Charlotte Christian College and Theological Seminary
- Other name: CCCTS
- Former name: New Life Theological Seminary
- Motto: Christ ... through the cities to the world!
- Type: Private college and seminary
- Established: 1996
- Religious affiliation: Non-denominational Christian
- President: Eddie G. Grigg
- Faculty: 10+
- Administrative staff: 10+
- Students: 191 (2020-2021)
- Location: Charlotte, North Carolina, U.S. 35°14′34″N 80°48′09″W﻿ / ﻿35.2428°N 80.8025°W
- Campus: Urban;
- Website: www.charlottechristian.edu

= Charlotte Christian College and Theological Seminary =

College in North Carolina, U.S.

Charlotte Christian College and Theological Seminary (formerly New Life Theological Seminary) is a private evangelical Christian college and seminary in Charlotte, North Carolina. It was established in 1996 by Eddie G. Grigg, a pastor, educator, and theologian. The institution was approved as a degree-granting institution in 1997, granted candidate for accreditation in 2003, and accredited in 2008.

==History==

In 1997, the school began offering courses on the campus of New Life Baptist Church in northeast Charlotte, NC. At the time, Dr. Eddie G. Grigg was the senior pastor of this congregation. The school became New Life Theological Seminary in April 1999 and began seeking recognized accreditation. The institution received TRACS accreditation in 2003, complemented by its move to a campus near the heart of Charlotte. Whiting Avenue Baptist Church graciously donated their 37000 sqft facility on 2.5 acre of land near Uptown Charlotte in 2002. In 2003, the institution began offering classes in the NoDa neighborhood. The facility was renovated in 2007 to meet ADA standards, house administrative offices and classrooms, and provide wireless Internet access throughout the building. In 2014 an addition of a study mezzanine was constructed and along with additional ADA upgrades.

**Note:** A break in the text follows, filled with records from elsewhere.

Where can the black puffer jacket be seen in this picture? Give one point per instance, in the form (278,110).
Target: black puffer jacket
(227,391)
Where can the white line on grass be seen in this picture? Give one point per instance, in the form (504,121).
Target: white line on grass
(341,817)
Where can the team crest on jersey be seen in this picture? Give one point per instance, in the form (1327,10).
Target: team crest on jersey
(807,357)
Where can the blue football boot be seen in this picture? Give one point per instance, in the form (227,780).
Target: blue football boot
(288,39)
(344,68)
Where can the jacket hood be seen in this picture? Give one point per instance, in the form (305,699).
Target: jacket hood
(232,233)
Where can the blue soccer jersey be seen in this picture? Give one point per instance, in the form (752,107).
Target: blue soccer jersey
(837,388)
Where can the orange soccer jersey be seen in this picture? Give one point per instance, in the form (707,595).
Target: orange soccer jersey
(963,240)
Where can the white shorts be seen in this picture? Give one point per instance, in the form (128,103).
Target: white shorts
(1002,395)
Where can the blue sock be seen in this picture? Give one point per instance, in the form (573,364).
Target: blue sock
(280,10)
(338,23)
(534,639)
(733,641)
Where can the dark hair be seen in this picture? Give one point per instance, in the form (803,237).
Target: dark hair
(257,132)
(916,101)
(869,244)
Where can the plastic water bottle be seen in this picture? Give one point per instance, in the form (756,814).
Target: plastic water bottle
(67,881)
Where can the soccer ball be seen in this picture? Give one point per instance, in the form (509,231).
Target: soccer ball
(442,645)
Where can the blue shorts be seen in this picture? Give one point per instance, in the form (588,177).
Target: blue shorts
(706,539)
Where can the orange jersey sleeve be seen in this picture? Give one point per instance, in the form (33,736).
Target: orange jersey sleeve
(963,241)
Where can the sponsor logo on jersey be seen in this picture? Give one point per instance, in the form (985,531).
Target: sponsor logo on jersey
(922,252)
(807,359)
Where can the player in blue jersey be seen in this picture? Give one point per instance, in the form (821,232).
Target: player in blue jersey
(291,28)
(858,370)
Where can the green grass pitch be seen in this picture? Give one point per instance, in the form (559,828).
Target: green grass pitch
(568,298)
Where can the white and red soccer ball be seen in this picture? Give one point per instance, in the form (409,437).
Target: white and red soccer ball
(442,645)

New Life Theological Seminary received Reaffirmation I in April 2013 for another 10-year period. Encouraged by the progress of the institution, the Board of Directors, working with key institutional leadership, developed an aggressive plan for growth of the institution. The board officially approved the plan during its regular session February 23, 2014. This plan included a name change to become Charlotte Christian College and Theological Seminary. April 4, 2014, the North Carolina Secretary of State approved the name change, followed by the Transnational Association of Christian Colleges and Schools on June 26, 2014. The institution did not go public with the name change until Fall Convocation, August 26, 2014. During the convocation, President Grigg laid out the vision for the next phase of development and growth and shared that the institution "must be more than just a seminary if we are to impact our cities for Christ."

In 2019, the board of directors sold the Whiting Avenue campus and relocated to 7520 E. Independence Blvd., Charlotte, NC, 28227. About the same time, the institution experienced a significant growth in enrollment. These recent events have better established the college and seminary and prepared it for a promising future.

==Academics==
Charlotte Christian College and Theological Seminary is accredited by the Transnational Association of Christian Colleges and Schools. It offers the Associate of Arts (A.A.), Bachelor of Arts (B.A.), Master of Arts (M.A.), Master of Divinity (M.Div.), and Doctor of Ministry (D.Min.) degrees. Charlotte Theological Seminary has an Associate Member status with the Association of Theological Schools (ATS). Major areas of study include Biblical/Theological Studies, Pastoral Ministry, and Urban Christian Ministry.

==Library==
The library was officially named the Daniel and Madeline Goldberg Library in 2018. The Goldberg Library houses 27,000 volumes, 60 periodical subscriptions, and subscribes to the ATLA database. The collections' strengths are in pastoral ministry and urban ministries, drawing from scholarship in urban sociology, urban anthropology, and urban theology. The library is a member of Carolinas Theological Library Consortium, a regional consortium of the American Theological Library Association (ATLA).